Creating Connections with your Community: Three markets share their programs and partnerships
Tracey Graham, Emporia Farmers Market Manager (KS)
A market is more than a place to sell and buy great agriculturally-related products. It is a vibrant part of our community. An active and dedicated volunteer corps is critical to the smooth operation of a market while holding costs to a minimum. While vendor fees are used to support basic market costs, the community as a whole can and should be asked to help support market programming through Friends of the Market donations and corporate/organizational sponsorships.
The Community "Webb"
Eileen Nichols, Webb City Farmers Market Manager (MO)
The Webb City Farmers Market reaches out and draws in individuals and organizations through meals, music, fundraising opportunities and a welcoming culture. Known as "the grand central station of area non-profits," the market hosts more than 40 non-profit activities each season.
Billene Nemec, Coordinator for Buy Fresh Buy Local, NE Chapter
Bought it fresh---now how do you prepare it. Giving simple food demonstration at the market plus handouts and tips for market shoppers.
Small Town, Small Market, BIG News
Rosanna Bauman, Garnett Farmers Market (KS)
Is the Buy Local craze coming to the Midwest? No, rural communities are having a Sustainable Renaissance as they return to their roots at last. Organics used to be regarded by the down-home folks as a big city fad, now many are beginning to regard it as a sensible choice. We believe that even small towns in the heart of farm country can support a farmers market as the story of the Garnett Farmers Market proves.
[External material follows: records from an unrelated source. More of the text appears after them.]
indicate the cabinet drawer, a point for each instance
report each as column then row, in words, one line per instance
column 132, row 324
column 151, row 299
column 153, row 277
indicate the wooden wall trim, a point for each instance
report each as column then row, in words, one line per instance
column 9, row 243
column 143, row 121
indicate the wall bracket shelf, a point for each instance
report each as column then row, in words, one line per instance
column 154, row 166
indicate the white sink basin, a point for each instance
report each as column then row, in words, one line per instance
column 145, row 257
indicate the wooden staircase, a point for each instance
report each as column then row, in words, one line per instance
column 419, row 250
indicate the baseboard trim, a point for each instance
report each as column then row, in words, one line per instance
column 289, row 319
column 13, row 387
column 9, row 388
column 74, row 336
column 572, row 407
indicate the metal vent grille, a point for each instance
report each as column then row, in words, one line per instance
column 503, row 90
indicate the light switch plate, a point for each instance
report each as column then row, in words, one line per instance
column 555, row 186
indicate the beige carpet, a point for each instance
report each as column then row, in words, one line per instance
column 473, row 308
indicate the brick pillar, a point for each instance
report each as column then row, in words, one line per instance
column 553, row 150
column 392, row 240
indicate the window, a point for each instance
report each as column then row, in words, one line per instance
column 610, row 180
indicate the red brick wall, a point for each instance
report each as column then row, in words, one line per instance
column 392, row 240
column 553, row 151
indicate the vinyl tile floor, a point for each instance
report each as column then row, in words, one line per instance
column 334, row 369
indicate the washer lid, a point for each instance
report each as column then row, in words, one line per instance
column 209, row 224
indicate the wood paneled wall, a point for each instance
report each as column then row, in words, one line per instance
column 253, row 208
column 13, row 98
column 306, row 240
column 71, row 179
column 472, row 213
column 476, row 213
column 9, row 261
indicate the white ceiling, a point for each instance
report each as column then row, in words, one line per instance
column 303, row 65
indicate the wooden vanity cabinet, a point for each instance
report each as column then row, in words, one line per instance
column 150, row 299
Promoting and Managing Your Farmers' Market
Caroline Todd, Columbia Farmers Market Manager (MO)
There are three top priorities for a farmers' market manager: helping vendors, promoting sales, and creating a happy customer atmosphere. Caroline, Columbia Farmers' Market manager, will present ways to get more customers to your market, get the community involved, find free advertising and set up a successful Saturday morning event.
How to Work a Market
Zaid and Haifa Kurdieh, Norwich Meadows Farm (NY)
Zaid and Haifa share Norwich Meadows Farm's history at farmers markets and how their involvement with markets has evolved over the years. NMF sales grow at a rate of 70-100% per year and the husband and wife team will discuss vital topics such as customer care, new products, and market set-up. With years of experience at eight farmers markets, they will also talk about the good, the bad, and the ugly of the market scene.
Extending the Market Season with High Tunnels-The Rookie Year
David Heidebrink, Heide-Way Farm (Wakefield, KS)
Dave will share his first-year experiences with growing vegetables in high tunnels. He'll discuss lessons learned, what went well, what didn't, and discuss the advantages of high tunnel production in respect to marketing and season extension to encourage those interested in entering high tunnel production.
The GPVGC Farmer Market Track is partially funded by a USDA Risk Management Agency Grant awarded to the Kansas Rural Center.